But he was looking now for his hat, and Gerard though he had remained very manly throughout was clearly embarrassed by the whole conversation.
‘What do you do now, Ernest?’ said Mattie.
‘Oh we perform still, of course! Round England. We do very well, Gerard and I,’ but it sounded like bravado, he was not like a pretty young girl any more, and Ernest tossed his hair from his eyes, anxious to go now. Mackie still held the clipping about Freddie. Now he gave it back to Ernest.
‘Thank you, lad,’ said Mackie and he put out his hand and Ernest shook it in his limp way.
‘Ernest,’ Mattie said.
He looked at her, but almost as if he knew.
Her face was pale but she smiled at him. ‘I can play,’ she said. ‘Once more for the good times and – in memory of Freddie in Wakefield-street, shall we, Ernest?’

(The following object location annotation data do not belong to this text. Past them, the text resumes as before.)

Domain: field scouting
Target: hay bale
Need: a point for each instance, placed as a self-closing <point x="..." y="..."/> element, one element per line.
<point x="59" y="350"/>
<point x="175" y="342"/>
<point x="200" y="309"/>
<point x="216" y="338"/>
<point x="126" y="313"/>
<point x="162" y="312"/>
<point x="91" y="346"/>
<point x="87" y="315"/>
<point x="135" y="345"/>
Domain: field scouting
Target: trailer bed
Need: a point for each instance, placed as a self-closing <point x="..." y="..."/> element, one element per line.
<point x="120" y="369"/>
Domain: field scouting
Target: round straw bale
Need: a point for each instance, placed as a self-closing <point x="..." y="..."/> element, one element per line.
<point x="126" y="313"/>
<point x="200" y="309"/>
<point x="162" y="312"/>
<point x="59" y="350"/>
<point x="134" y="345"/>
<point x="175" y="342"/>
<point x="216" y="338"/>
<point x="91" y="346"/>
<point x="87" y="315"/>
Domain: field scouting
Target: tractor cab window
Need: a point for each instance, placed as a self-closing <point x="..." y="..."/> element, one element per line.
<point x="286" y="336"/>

That Ernest, he couldn’t resist it, even now. He immediately put his hat back down on the table and touched his hair fussily, and stood beside the piano as Mattie played the first note. And – yes – he could still sing. I turned away slightly until the song had finished.
Which is the fairest gem?
Eileen Aroon.
As Billy took them to the front door they passed Dodo’s room. She waved.
‘That was lovely, dear,’ she said to Ernest from her red sofa. ‘I was so glad to hear you sing again, young man. Thank you.’
When Ernest and Gerard had gone we went down to the basement kitchen where one of my eternal stews was simmering by the fire. Mattie and Tom were putting the children in bed.
‘It’s all been a very strange tale!’ said Elijah to me wryly, and he took two platefuls and went upstairs again to sit with Dodo and tell the story. And Mackie held me for a moment, beside the stove.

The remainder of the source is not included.